On auroit beau montrer tous ses vers faits sans art,
D’une moitié de rime habillés au hazard,
Seuls, et jettés par ligne exactement pareille,
De leur chûte uniforme importunant l’oreille,
Ou, bouffis de grands mots qui se choquent entr’eux,
L’un sur l’autre appuyés, se traînant deux à deux ;
Et sa prose frivole, en pointes aiguisée,
Pour braver l’harmonie, incessamment brisée :
Parfaite on croit sa prose, et parfaits ses accords ;
Lui seul a de l’esprit, comme quarante en corps :
Qui pourroit le nier ? Moi peut-être : j’avoue
Que d’un rare savoir à bon droit on le loue ;
Que ses chefs-d’œuvres faux, trompeuses nouveautés,
Etonnent quelquefois par d’antiques beautés ;
Que par ses défauts même il sait encor séduire :
Talent qui peut absoudre un siècle qui l’admire ;
Mais qu’on m’ose prôner des sophistes pesans,
Apostats effrontés du goût et du bon sens :
Saint-Lambert, noble auteur dont la muse pédante
Fait des vers fort vantés par Voltaire qu’il vante ;
Qui, prêchant les pervers, pour ennuyer les bons,
En quatre points mortels a rimé les saisons ;
Et ce vain Beaumarchais qui trois fois avec gloire
Mit le mémoire en drame et le drame en mémoire ;
Et ce lourd Diderot, docteur en stile dur,
Qui passe pour sublime, à force d’être obscur ;
Et ce froid d’Alembert, chancelier du Parnasse,
Qui se croit un grand homme et fit une préface ;
Et tant d’autres encor dont le public épris,
Connoit beaucoup les noms et fort peu les écrits ;
Alors, certes alors ma colère s’allume,
Et la vérité court se placer sous ma plume.
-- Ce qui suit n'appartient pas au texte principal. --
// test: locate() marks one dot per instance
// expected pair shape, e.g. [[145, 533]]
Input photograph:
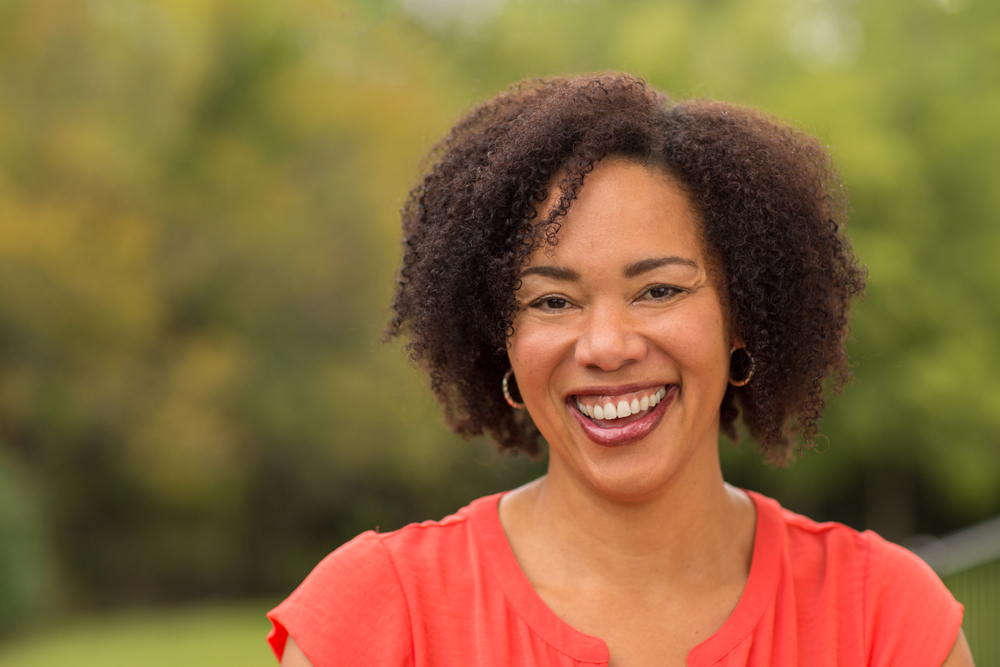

Ah ! Du moins par pitié s’ils cessoient d’imprimer,
Dans le secret, contens de proser, de rimer ;
Mais de l’humanité maudits missionnaires,
Pour leurs tristes lecteurs ces prêcheurs n’en ont guères :
La Harpe mille fois jura sur Pharamon
De bien nous ennuyer, pour se faire un beau nom ;
Thomas est en travail d’un gros poëme épique ;
Marmontel enjolive un roman poétique
Et même Durosoy, fameux par des chansons,
Met l’histoire de France en opéras-bouffons :
Tout compose ; et déjà de tant d’auteurs manœuvres
Aucun n’est riche assez, pour acheter ses œuvres.
Pour moi qui démasquant nos sages dangereux,
Peignis de leurs erreurs les effets désastreux ;
L’athéisme en crédit ; la licence honorée
Et le lévite enfin brisant l’arche sacrée ;
Qui retraçai des arts les malheurs éclatans,
Les ligues, le pouvoir des novateurs du temps
Et leur fureur d’écrire et leur honteuse gloire
Et de mon siècle entier la déplorable histoire,
J’ai vû les maux, promis à ma sincérité
Et devant craindre tout, j’ai dit la vérité.